By now the opening if statement is an old friend. As you might have expected, we are verifying whether the client package is installed, by looking for a file from that package. If the client package isn't there, the entry is removed from /etc/services. And that, is that.

Obviously, these scripts must be carefully tested. In the case of amanda, since the two subpackages have some measure of interdependency, it's necessary to try different sequences of installing and erasing the two packages to make sure the /etc/services logic works properly in all cases.

After a bit of testing, our install and uninstall scripts pass with flying colors. From a technological standpoint, the client and server subpackages are ready to go.

Bits and Pieces

However, just because a package has been properly built, and installs and can be erased without problems, doesn't mean that the package builder's job is done. It's necessary to look at each newly-built package from the user's perspective. Does the package contain everything the user needs in order to deploy it effectively? Or will the user need to fiddle with it, guessing as they go?

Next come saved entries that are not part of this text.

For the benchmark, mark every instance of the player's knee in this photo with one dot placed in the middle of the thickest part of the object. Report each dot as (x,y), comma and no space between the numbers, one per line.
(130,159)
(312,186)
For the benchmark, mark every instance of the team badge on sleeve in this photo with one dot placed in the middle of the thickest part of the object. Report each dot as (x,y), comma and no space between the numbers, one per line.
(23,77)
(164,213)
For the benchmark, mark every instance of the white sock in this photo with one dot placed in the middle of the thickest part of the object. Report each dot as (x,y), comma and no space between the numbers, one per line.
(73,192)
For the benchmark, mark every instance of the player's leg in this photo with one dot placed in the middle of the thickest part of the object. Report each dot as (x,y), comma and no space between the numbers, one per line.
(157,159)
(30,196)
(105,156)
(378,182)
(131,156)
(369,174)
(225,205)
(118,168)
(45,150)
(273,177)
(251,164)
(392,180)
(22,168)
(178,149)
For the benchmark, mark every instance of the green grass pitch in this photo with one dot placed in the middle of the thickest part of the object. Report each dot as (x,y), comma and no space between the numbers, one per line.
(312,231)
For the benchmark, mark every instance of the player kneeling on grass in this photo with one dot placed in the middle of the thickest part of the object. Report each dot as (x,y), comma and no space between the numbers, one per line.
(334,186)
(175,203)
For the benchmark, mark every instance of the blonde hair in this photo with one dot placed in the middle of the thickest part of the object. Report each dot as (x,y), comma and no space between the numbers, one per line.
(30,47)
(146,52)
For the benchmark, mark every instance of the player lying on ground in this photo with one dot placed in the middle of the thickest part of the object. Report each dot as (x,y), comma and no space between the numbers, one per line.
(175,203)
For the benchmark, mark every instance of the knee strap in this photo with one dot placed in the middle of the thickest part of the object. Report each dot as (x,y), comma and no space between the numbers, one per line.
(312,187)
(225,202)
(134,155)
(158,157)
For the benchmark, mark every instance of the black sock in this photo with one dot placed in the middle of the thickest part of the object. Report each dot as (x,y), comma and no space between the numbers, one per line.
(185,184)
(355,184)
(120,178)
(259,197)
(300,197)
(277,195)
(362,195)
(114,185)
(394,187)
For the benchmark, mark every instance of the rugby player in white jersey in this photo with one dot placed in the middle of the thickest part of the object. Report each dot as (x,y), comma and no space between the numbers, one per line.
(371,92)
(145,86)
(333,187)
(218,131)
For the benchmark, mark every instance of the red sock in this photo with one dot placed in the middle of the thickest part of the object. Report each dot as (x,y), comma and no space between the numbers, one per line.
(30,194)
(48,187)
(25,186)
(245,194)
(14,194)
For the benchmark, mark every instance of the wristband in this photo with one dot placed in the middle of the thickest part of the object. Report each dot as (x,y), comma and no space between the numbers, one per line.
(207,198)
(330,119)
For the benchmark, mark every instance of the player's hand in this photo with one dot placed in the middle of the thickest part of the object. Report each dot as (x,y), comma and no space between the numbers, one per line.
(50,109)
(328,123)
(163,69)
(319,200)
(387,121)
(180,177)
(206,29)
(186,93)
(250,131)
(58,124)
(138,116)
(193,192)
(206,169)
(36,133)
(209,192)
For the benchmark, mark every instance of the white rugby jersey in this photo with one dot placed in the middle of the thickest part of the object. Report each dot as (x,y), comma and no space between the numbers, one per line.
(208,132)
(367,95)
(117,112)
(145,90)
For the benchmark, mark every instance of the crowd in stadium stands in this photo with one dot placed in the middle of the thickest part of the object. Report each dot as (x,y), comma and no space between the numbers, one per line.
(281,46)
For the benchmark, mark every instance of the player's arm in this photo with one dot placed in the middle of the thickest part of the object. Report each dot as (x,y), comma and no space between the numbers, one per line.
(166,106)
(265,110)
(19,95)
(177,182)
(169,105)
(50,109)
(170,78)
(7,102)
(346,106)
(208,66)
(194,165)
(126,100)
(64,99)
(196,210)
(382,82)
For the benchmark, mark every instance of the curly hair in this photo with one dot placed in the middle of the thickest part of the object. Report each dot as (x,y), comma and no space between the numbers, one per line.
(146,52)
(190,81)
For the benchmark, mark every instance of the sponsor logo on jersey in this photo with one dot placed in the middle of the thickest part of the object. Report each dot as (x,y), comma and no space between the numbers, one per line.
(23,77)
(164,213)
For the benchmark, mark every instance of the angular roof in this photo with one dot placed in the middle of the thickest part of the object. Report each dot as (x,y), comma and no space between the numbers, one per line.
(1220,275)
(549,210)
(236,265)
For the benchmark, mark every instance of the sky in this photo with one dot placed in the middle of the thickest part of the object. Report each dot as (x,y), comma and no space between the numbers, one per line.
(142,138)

In the case of our amanda packages, it was obvious that some additional documentation was required so that the user would know what needed to be done in order to finalize the installation. Simply directing the user to the standard amanda documentation wasn't the right solution, either. Many of the steps outlined in the INSTALL document had already been done by the post-install scripts. No, an interim documente was required. Two, actually: one for the client, and one for the server.

So two files were created, one to be added to each subpackage. The question was, how to do it? Essentially, there were two options:

  1. Put the files in the amanda directory tree that had been used to perform the initial builds and generate a new patch file

  2. Create a tar file containing the two files, and modify the spec file to unpack the documentation into the amanda directory tree.

  3. Drop the files directly into the amanda directory tree without using tar.

Since the second approach was more interesting, that's the approach we chose. It required an additional source tag in the spec file:
Source1: amanda-rpm-instructions.tar.gz
            
Also required was an additional %setup macro in the %prep script:
%setup -T -D -a 1
            

While the %setup macro might look intimidating, it wasn't that hard to construct. Here's what each options means:

  • -T — Do not perform the default archive unpacking.

  • -D — Do not delete the directory before unpacking.

  • -a1 — Unpack the archive specified by the source1 tag after changing directory.

Finally, two additions to the %files lists were required. One for the client:
%doc amanda-client.README
            
And one for the server:
%doc amanda-server.README
            

At this point, the packages were complete. Certainly there is software out there that doesn't require this level of effort to package. Just as certainly there is software that is much more of a challenge. Hopefully this chapter has given you some idea about how to approach package building for more complex applications.